カフェが少しずつ冬仕様に変わっていく中、スタッフたちの動きも変化していた。佑佳は店内のレイアウトを考え直し、冬でも暖かく過ごせるように工夫を凝らしている。広孝は外回りのチェックをしながら、動物たちが風邪を引かないように注意していた。
「季節が変わっても、カフェの温かさは変わらないですね。」将之がふと漏らすと、広孝が力強く頷いた。
「そうだな。どんな季節でも、ここが居心地のいい場所であり続けるために、俺たちが頑張らないと。」
その言葉に、将之は自分もその一員であることを再認識し、自然と笑顔がこぼれた。すると、拓麻が猫を抱えながら無言で近づき、ぽつりとつぶやいた。
「……この子、膝の上が好きみたい。寒くなってきたから、くっつきたがってる。」
拓麻の腕にすっぽり収まっている猫は、満足げに喉を鳴らしている。その様子を見て、美優香が優しく微笑んだ。

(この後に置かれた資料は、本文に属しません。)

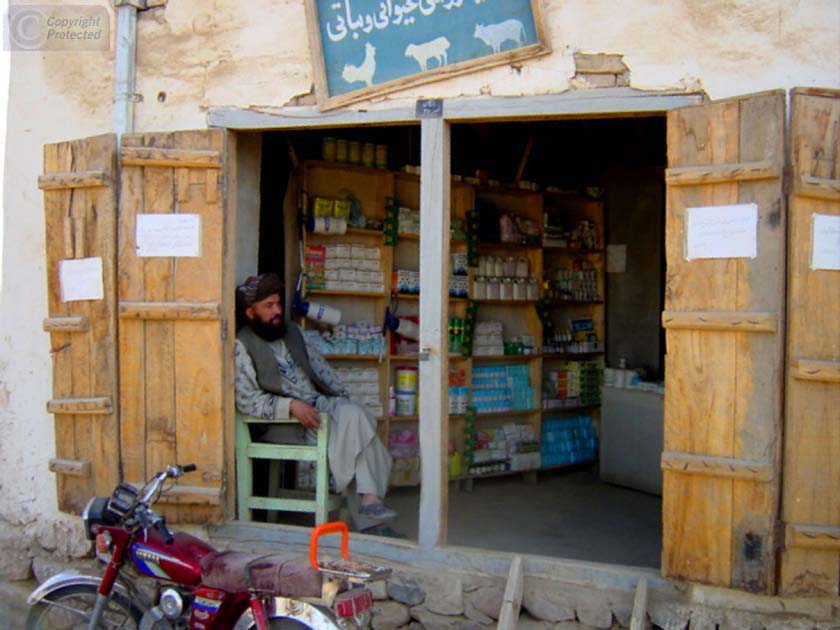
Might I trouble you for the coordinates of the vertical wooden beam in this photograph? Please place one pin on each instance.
(637, 621)
(435, 184)
(512, 600)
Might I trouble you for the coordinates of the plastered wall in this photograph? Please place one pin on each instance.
(193, 55)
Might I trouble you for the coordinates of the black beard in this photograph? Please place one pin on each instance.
(267, 331)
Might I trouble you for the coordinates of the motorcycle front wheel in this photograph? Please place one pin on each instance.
(70, 608)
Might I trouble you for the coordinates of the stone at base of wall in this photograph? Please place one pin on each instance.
(58, 543)
(453, 600)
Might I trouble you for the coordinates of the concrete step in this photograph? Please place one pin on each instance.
(13, 608)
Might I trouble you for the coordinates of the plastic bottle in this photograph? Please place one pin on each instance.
(392, 402)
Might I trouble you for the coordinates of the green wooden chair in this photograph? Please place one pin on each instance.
(320, 503)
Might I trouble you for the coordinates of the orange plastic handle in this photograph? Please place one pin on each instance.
(335, 527)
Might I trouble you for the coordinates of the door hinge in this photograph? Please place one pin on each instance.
(779, 535)
(787, 177)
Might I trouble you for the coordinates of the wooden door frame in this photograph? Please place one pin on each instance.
(600, 103)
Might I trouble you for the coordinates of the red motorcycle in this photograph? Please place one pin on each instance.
(196, 586)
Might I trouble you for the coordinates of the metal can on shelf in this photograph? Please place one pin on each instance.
(328, 149)
(354, 152)
(341, 150)
(480, 288)
(381, 156)
(533, 291)
(506, 289)
(368, 154)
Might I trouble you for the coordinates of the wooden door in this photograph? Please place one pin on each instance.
(80, 213)
(724, 319)
(173, 315)
(810, 562)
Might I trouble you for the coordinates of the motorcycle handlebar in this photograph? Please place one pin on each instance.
(160, 525)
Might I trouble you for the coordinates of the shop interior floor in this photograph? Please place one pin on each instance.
(566, 514)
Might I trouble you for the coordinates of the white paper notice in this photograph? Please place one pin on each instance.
(169, 235)
(80, 279)
(722, 231)
(825, 242)
(616, 258)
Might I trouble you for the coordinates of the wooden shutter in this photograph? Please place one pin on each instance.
(811, 493)
(174, 328)
(724, 320)
(80, 213)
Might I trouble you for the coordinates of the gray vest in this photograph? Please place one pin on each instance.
(268, 372)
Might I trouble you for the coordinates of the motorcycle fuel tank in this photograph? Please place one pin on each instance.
(177, 562)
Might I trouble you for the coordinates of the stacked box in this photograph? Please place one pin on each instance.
(408, 221)
(469, 328)
(459, 393)
(569, 440)
(322, 207)
(315, 259)
(488, 339)
(511, 447)
(470, 436)
(574, 284)
(405, 281)
(500, 388)
(363, 386)
(573, 383)
(360, 338)
(458, 286)
(346, 267)
(456, 330)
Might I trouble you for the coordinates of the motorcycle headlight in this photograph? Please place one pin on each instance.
(104, 546)
(94, 515)
(171, 603)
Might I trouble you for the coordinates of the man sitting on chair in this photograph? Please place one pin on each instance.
(280, 376)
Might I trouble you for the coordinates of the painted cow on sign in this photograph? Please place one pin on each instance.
(494, 35)
(435, 49)
(363, 72)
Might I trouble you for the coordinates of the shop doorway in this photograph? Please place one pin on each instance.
(602, 482)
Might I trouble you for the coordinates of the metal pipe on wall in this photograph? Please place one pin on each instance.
(124, 65)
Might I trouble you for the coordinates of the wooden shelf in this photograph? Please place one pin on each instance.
(573, 302)
(344, 293)
(504, 414)
(508, 246)
(571, 355)
(508, 302)
(565, 466)
(346, 166)
(350, 232)
(573, 250)
(505, 357)
(570, 409)
(351, 357)
(501, 473)
(504, 190)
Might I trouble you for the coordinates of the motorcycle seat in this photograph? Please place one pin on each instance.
(283, 576)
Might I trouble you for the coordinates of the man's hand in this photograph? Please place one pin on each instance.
(306, 414)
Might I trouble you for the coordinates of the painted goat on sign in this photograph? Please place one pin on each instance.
(435, 49)
(363, 72)
(494, 35)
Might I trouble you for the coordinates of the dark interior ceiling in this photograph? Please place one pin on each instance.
(565, 153)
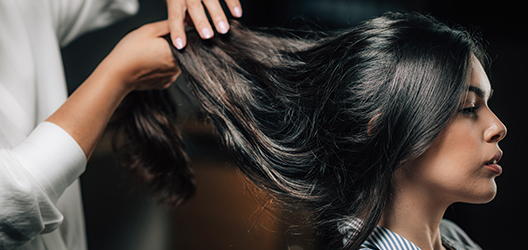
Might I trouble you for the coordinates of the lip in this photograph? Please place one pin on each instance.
(493, 165)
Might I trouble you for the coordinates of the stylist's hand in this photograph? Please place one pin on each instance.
(142, 59)
(177, 14)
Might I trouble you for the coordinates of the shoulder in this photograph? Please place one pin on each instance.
(455, 237)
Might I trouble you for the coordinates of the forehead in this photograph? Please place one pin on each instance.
(479, 79)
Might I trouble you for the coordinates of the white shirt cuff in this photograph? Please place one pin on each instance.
(52, 157)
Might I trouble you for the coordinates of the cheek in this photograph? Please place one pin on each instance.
(452, 169)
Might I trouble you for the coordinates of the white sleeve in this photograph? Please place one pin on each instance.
(72, 18)
(33, 176)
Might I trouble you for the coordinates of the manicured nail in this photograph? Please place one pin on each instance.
(237, 12)
(179, 43)
(206, 33)
(222, 27)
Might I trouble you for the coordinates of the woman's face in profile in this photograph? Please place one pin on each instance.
(461, 165)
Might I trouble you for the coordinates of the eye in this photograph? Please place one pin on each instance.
(470, 110)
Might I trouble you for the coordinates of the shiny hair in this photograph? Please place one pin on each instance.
(323, 120)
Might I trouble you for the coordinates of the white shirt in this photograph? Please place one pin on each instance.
(39, 167)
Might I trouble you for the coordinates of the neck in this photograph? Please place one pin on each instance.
(415, 215)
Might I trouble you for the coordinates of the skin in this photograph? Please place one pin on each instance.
(179, 9)
(142, 60)
(453, 169)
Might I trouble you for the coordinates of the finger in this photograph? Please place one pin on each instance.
(176, 17)
(235, 7)
(197, 13)
(217, 15)
(158, 29)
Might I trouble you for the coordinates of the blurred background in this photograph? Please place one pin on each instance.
(227, 211)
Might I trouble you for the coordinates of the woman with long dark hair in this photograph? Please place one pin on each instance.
(375, 130)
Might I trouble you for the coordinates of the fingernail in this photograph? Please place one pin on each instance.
(237, 11)
(206, 33)
(222, 27)
(179, 43)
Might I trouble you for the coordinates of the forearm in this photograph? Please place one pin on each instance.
(87, 111)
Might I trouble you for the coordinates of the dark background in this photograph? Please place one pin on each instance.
(119, 217)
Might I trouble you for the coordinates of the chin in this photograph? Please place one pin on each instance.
(484, 195)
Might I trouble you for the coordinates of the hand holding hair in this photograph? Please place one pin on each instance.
(177, 16)
(141, 60)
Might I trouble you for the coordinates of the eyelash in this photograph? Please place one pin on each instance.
(470, 110)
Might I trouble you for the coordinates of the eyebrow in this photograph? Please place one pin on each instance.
(479, 92)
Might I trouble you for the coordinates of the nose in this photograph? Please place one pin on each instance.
(496, 130)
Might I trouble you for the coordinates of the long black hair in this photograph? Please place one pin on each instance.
(323, 121)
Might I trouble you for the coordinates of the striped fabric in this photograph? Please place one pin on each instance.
(384, 239)
(453, 237)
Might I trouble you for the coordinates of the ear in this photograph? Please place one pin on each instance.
(371, 128)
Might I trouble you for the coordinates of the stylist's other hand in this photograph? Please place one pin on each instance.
(143, 60)
(195, 9)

「動物たちも冬を感じているんですね。寒さが苦手な子もいるから、しっかりケアしてあげないと。」
カフェの中では、寒さを忘れるほどの温かさが満ちていた。スタッフたちはそれぞれの方法で動物をケアし、冬でも快適に過ごせる工夫を重ねている。その一体感が、カフェの雰囲気をさらに和やかにしていた。
将之は、この場所が自分の心の拠り所になりつつあることを実感しながら、冬の訪れをしみじみと感じていた。美優香が淹れてくれた温かい紅茶を一口含み、窓の外の木枯らしにそっと目を向けた。
「ここに来てよかった……」その言葉を心の中で反芻しながら、将之はますますこの街に愛着を抱くようになっていた。